Find the critical numbers of the function.

Question

$$\sin^2(x) + \cos(x)$$

$$\{0 < x < 2\pi\}$$

I thought the answer would be $\pi$, but it is not. Can anyone explain why the answer is not $\pi$?

Answer 1

Taking the derivative: $$\dfrac{d}{dx}\left(\sin^2 x + \cos x\right)=2\sin x \cos x -\sin x$$ We want $2\sin x\cos x-\sin x$ to equal $0$ (provided that $0 < x < 2\pi$). We immediately see that when $\sin x = 0$, $2\sin x \cos x-\sin x =0$. The only value of $x$ that will make $\sin x = 0$ and is in the interval $0<x<2\pi$ is $\pi$.

Now, when $\cos x=\frac{1}{2}$, $2\sin x \cos x-\sin x = \sin x-\sin x =0$. There are two values of $x$ that will make $\cos x =0$ and are in the interval. You should know that they are: $x=\frac{\pi}{3}$ and $x=\frac{5\pi}{3}$. Therefore your critical points are: $$\displaystyle \color{green}{\boxed{x=\pi, \ \dfrac{\pi}{3}, \ \dfrac{5\pi}{3}}}$$

Answer 2

The derivative is $2\sin x\cos x-\sin x$, which is $(\sin x)(2\cos x-1)$.

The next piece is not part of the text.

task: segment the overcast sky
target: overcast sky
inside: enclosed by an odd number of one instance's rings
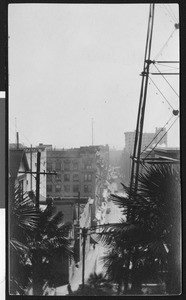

This is $0$ when $\sin x=0$, giving $x=\pi$, and also when $\cos x=\frac{1}{2}$. There are two values of $x$ in your interval where $\cos x=\frac{1}{2}$.

Answer 3

Critical point is when the derivative is 0. The derivative of the function is:

$$2\sin(x)\cos(x) - \sin(x)=\sin(x)(2\cos(x)-1)$$

Setting this equal to $0$:

$$\sin(x)(2\cos(x)-1)=0$$

Remember your algebra rules~:

$$\sin(x)=0; 2\cos(x)-1=0$$

In the interval, $\sin(x)=0$ when $x=\pi$. $0$ and $2\pi$ are not included in the interval. So you are right about $\pi$.

Then for $2\cos(x)-1=0$:

$$\cos(x)=\frac{1}{2}$$

$x=\frac{\pi}{3}\text{ and } \frac{5\pi}{3}$

The critical points are then: $x=\pi, \frac{\pi}{3}, \frac{5\pi}{3}$.